何か紫色の本で青い光だった人たちにビームを浴びせさせるとそのうちの一人の体の中から何か光る球を吸い上げていった。
「う、うああああああああああああ!!」
尋常じゃないぞ!あのもがきよう!
(…お兄ちゃん)
俺の中にいるアリシアも目の前の光景を怯えている。俺も怖かった。だけど、
「ひ、や、やめてくれ」
「お前達は闇の書の餌だ」
自分お仲間がやられて怯えるもう一人の管理局の人間に女の子は冷たい目で紫色の本を向ける。
「い、いやだ。魔力を奪われたら、俺は、俺の家族が」
…家族?
そういえば、魔力は財産のうちの一つで魔法世界ではそれ一つで家族を養っている人達がいるとプレシアが言っていたっけ?
あの怯えよう。あの人には家族がいるのか?
「ふん。お前の家族がどうなろうとあたしの知ったことじゃねえ」
っ。
…無理だわ。自分を抑えるのが。
…あー、ごめん。プレシア。先に謝っておくわ。
『蒐しゅ…』
「う、うわああああああ!」
ガオオオオオオオオオオオッ!
「「な!?」」
ドオンッ!
辺りに獅子の咆哮鳴り響くと同時に少女はファミレスの外へとぶっ飛んで行った。
俺は少女と紫色の本。管理局の人間の間に割って入り、手にしたライアットジャレンチで紫色の本と赤い女の子をまとめて殴り飛ばしていた。
「早く逃げろ!」
「あ、あなたは…」
「早くしろ!邪魔だ!」
「は、はい!」
管理局の人間だろう人は倒れた人の元に近付いてしばらくすると淡い光になって消えていった。

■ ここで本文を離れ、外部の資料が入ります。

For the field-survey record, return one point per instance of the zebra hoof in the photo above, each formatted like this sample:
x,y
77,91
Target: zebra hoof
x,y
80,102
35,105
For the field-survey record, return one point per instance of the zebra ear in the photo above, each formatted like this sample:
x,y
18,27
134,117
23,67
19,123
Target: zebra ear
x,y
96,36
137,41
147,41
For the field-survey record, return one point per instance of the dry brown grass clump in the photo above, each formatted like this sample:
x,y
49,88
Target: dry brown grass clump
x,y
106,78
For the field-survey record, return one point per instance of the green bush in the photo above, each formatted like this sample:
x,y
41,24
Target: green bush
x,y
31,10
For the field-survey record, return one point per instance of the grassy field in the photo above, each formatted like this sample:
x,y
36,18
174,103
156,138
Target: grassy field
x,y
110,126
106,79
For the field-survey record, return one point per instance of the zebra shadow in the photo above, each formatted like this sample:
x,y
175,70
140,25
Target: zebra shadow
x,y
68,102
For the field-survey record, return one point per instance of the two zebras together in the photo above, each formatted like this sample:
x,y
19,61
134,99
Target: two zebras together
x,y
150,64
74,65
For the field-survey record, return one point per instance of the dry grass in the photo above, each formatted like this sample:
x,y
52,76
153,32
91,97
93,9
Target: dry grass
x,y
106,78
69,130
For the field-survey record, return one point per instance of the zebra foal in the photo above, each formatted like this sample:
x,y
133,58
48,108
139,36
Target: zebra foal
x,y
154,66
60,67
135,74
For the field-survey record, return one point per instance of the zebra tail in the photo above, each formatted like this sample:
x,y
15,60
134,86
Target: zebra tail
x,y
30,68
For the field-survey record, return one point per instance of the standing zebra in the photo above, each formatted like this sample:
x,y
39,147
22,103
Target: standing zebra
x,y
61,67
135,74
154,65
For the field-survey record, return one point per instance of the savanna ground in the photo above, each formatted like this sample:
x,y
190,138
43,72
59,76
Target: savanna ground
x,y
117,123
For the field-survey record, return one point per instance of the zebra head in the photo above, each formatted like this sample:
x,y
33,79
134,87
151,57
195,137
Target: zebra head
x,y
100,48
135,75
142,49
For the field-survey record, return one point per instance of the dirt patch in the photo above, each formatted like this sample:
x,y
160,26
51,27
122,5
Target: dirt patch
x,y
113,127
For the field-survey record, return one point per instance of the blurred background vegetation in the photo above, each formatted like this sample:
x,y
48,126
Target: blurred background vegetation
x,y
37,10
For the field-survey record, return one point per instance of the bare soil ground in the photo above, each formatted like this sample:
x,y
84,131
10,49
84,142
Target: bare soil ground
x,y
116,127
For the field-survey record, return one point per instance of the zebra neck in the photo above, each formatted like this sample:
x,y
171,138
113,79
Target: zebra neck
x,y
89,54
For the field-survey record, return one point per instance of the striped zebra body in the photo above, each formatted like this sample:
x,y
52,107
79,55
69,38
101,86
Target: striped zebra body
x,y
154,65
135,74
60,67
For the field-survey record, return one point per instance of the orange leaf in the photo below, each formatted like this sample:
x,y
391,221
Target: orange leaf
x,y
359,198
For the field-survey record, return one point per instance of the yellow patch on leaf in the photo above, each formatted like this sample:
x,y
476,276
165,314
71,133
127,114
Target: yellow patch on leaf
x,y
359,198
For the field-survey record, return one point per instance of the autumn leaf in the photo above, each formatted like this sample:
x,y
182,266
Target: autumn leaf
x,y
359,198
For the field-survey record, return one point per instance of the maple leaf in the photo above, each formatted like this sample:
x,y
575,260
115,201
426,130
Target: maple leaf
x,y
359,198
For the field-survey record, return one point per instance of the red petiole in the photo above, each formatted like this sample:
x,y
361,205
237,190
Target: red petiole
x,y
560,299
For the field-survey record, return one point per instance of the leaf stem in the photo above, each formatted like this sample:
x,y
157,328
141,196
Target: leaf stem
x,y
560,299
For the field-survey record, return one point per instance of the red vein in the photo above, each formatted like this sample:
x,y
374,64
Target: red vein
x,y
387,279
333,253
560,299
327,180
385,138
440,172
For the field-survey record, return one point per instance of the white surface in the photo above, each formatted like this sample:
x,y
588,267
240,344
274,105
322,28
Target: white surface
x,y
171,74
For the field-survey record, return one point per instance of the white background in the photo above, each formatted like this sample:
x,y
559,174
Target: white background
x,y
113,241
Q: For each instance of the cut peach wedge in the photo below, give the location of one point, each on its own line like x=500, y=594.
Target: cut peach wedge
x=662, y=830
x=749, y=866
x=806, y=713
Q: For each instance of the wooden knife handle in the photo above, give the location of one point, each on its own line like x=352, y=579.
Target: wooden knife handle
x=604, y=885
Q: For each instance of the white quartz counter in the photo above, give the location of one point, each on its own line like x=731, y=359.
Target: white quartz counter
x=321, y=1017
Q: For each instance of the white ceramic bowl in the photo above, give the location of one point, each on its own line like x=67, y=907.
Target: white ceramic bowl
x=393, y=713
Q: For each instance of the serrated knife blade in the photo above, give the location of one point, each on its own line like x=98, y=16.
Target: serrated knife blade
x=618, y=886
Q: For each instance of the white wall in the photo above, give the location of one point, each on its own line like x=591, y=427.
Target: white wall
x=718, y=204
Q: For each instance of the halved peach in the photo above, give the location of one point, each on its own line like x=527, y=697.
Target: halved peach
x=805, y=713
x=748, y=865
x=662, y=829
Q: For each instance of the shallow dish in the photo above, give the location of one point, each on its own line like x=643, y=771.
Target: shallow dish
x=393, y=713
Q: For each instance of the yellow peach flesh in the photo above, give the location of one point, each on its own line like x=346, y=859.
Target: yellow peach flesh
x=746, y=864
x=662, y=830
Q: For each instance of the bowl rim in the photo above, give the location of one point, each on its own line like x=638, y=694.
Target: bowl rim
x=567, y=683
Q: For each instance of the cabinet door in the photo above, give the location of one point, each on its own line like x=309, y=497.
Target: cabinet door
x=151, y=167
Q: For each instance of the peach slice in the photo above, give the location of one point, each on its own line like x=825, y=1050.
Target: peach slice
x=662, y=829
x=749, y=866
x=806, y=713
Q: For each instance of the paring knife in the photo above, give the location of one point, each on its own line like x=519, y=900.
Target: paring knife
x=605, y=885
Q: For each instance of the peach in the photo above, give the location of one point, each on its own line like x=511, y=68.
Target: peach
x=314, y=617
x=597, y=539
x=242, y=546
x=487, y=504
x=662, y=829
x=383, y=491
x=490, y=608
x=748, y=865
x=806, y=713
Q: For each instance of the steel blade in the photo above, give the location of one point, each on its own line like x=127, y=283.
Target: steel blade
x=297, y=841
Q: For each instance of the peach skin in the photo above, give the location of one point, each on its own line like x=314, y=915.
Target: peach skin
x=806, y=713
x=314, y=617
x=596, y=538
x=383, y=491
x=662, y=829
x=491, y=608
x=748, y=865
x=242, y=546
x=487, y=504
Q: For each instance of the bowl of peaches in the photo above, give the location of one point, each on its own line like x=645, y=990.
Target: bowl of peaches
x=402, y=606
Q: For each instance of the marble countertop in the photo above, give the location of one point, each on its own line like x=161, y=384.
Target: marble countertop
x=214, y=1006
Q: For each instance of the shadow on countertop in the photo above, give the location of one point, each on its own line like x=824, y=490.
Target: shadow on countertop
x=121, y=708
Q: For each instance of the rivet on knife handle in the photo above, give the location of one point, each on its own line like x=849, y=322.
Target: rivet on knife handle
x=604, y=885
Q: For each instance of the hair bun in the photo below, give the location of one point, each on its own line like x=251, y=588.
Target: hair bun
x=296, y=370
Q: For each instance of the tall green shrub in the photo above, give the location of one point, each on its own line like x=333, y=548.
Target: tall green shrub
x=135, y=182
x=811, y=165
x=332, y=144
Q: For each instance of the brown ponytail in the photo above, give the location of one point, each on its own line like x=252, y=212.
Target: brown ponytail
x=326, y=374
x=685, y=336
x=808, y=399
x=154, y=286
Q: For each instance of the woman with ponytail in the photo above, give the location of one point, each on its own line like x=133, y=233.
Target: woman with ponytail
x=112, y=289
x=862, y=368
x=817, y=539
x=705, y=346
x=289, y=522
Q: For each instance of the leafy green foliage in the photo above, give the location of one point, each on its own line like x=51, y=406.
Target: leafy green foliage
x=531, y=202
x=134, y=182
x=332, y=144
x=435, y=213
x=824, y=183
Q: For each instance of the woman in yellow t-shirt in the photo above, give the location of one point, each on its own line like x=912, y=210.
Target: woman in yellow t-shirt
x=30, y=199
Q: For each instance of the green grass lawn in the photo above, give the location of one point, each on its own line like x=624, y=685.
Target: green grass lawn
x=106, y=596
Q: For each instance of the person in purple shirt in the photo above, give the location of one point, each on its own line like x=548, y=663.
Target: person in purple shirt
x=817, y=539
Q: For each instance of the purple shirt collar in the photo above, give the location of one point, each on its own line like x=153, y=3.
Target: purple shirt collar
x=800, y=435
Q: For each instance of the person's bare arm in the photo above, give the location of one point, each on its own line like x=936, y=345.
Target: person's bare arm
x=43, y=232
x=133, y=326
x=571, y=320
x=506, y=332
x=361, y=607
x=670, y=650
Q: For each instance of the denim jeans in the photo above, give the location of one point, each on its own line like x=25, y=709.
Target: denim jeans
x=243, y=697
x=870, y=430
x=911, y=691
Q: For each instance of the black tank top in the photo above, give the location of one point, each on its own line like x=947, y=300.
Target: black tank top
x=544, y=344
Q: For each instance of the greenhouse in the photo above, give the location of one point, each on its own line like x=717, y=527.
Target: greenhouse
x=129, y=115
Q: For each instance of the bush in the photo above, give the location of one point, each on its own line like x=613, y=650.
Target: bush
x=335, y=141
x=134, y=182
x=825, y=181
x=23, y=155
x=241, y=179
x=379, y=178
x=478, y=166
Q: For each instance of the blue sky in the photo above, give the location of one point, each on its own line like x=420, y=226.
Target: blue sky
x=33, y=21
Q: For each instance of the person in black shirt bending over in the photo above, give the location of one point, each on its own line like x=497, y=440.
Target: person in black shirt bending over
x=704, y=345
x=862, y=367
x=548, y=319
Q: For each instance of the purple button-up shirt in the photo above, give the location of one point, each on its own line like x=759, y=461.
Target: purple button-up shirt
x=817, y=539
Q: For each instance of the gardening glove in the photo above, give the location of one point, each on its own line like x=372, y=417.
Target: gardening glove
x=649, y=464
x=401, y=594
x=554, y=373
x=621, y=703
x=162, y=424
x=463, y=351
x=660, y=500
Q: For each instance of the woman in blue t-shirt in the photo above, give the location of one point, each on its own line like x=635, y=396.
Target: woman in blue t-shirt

たぶんどこか遠い所に逃げたんだろう。よし、俺達も逃げるz…。
「てめぇ、せっかくの餌を逃がしてんじゃねえよ!この人形野郎!」
赤い女の子が手にした鋼鉄のゲートボール用のハンマーを振りかざしながら再びファミレスにつっこんでくる。それを俺はライアットジャレンチで受け止める。
ガキィッ。
「やめてくれとお願いしているのに続けるとはどういうことだ。あの怯えようは尋常じゃなった。あの人には家族もいたんだぞ。それなのに…」
「はっ。あんな微量な魔力で出来ることなんて大したことも出来ないさ。たく、逃げられた奴の代わりにお前の魔力を頂くぜ」
「お断りだぁあああああ!」
エンジン全開!全部装備ロックを解除。アリシア、非殺傷設定で眼の前の子どもを無力化するぞ!
(オーケーだよ!私も家族を大切にしない人は嫌いだからね!)
さっきまで怖がっていたアリシアも今では闘争意欲で満たされていた。
本当に悪いな。ちょっとしか見ていないのにこんなことに付き合わせて…。
(細かいことは無しだよ。お兄ちゃん。そんなお兄ちゃんも大好きだから♪)
(本当に…。ありがとうな、アリシア)
「ガンガン行くぜ!ガンレオン!」
獅子の咆哮がまた夜の街に鳴り響いた。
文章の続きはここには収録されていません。